Finance Minister Avigdor Liberman responded Thursday to criticism of his decision to change the eligibility criteria for daycare subsidies.
Liberman said that the new criteria, according to which government funding will only be available to families in which the mother's partner works at least 24 hours (half time) each week, is necessary for yeshiva students who learn full-time and do not work, and called on his haredi critics to read the halakhic sources.
"Children should be given 'what they need' - education and the ability to integrate into the employment market, earn a decent living and not be based on allowances and alms," Liberman said.
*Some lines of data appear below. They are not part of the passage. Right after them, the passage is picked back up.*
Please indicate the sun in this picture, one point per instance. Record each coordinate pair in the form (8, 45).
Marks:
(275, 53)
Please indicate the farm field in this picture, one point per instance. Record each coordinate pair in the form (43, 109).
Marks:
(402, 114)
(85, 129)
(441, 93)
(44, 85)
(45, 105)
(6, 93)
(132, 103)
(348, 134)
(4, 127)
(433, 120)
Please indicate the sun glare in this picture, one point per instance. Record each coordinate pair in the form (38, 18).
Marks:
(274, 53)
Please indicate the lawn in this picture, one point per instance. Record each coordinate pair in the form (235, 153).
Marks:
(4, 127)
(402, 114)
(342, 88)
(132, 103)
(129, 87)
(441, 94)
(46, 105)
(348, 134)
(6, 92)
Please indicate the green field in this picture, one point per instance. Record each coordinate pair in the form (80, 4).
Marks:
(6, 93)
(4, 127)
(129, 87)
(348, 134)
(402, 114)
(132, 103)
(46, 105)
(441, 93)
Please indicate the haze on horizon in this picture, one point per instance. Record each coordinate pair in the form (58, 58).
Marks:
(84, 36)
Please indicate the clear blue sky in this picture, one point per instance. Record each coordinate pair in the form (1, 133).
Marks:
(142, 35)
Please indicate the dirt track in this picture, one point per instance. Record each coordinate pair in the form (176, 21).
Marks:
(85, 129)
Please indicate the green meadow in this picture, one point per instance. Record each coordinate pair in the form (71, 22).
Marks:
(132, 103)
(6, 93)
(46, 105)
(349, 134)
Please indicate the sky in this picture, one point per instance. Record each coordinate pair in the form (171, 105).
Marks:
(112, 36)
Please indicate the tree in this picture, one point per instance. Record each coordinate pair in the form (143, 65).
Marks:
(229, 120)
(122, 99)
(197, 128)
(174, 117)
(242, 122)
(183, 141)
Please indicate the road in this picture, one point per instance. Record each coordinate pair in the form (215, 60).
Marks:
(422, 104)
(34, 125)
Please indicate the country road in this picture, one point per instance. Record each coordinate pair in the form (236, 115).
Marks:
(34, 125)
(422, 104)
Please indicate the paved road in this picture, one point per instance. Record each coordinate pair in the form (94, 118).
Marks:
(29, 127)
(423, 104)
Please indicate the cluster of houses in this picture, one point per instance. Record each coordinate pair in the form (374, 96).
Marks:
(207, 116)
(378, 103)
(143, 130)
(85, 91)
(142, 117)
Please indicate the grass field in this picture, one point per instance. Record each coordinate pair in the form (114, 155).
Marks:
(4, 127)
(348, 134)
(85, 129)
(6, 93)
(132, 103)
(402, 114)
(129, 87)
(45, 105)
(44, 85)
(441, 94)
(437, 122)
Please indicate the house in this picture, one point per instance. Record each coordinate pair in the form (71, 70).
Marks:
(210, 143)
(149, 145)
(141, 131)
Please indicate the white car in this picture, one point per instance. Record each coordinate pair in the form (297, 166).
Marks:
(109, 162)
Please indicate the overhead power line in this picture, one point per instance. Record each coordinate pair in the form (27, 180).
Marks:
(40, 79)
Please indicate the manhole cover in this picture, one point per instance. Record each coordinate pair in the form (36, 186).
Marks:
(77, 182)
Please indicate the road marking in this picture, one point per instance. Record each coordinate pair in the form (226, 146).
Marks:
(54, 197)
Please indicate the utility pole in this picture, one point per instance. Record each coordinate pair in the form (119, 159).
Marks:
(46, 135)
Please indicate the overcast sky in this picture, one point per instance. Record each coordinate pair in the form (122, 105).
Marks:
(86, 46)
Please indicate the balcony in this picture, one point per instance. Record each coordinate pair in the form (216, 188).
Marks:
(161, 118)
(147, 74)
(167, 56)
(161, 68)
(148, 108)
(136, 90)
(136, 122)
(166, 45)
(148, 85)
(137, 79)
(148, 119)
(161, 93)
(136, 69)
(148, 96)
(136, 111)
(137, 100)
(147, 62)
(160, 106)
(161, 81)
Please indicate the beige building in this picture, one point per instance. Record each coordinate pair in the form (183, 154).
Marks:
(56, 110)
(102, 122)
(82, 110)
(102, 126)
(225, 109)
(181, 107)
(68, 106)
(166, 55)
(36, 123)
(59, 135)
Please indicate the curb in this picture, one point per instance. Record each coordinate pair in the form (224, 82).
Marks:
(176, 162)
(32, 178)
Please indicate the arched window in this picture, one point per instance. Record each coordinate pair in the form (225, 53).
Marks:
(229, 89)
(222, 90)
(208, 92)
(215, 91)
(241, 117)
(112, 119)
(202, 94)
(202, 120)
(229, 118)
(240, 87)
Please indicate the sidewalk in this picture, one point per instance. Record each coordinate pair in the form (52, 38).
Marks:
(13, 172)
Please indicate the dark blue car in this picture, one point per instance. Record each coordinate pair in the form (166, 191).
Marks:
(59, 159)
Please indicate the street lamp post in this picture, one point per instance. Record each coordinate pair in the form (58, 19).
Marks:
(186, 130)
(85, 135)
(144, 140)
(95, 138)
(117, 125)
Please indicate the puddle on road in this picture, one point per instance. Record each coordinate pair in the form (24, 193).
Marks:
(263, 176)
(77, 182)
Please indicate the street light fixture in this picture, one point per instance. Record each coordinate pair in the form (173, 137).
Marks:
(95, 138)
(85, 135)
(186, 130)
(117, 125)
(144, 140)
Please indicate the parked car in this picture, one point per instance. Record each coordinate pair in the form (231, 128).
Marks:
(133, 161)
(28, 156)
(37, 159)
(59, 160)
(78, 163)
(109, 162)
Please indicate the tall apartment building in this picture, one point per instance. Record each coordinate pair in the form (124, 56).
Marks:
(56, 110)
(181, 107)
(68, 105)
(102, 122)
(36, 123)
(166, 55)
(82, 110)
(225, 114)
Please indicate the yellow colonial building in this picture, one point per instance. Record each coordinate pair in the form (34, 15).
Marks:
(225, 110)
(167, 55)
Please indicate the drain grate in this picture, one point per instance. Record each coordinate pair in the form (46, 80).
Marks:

He added: "And to my friends from the ultra-Orthodox sector, I call on you to return to the sources and the words of Maimonides (who worked full time), who said: "Anyone who comes to the conclusion that he should involve himself in Torah study without doing work and derive his livelihood from charity, desecrates [God's] name, dishonors the Torah, extinguishes the light of faith, brings evil upon himself, and forfeits the life of the world to come, for it is forbidden to derive benefit from the words of Torah in this world."
Earlier, Health Minister Nitzan Horowitz of the Meretz party criticized the cuts in benefits, saying: "I am in favor of giving children what they need - irrespective from what their parents do."
"A child is an entity in itself, and if it is in his best interest to be in a daycare center - I am not in favor of depriving him of that," he added in an interview with Galai Tzahal (IDF Radio).
The Shas party has announced that it will petition the Supreme Court against Liberman's decision, arguing that it discriminates against haredim.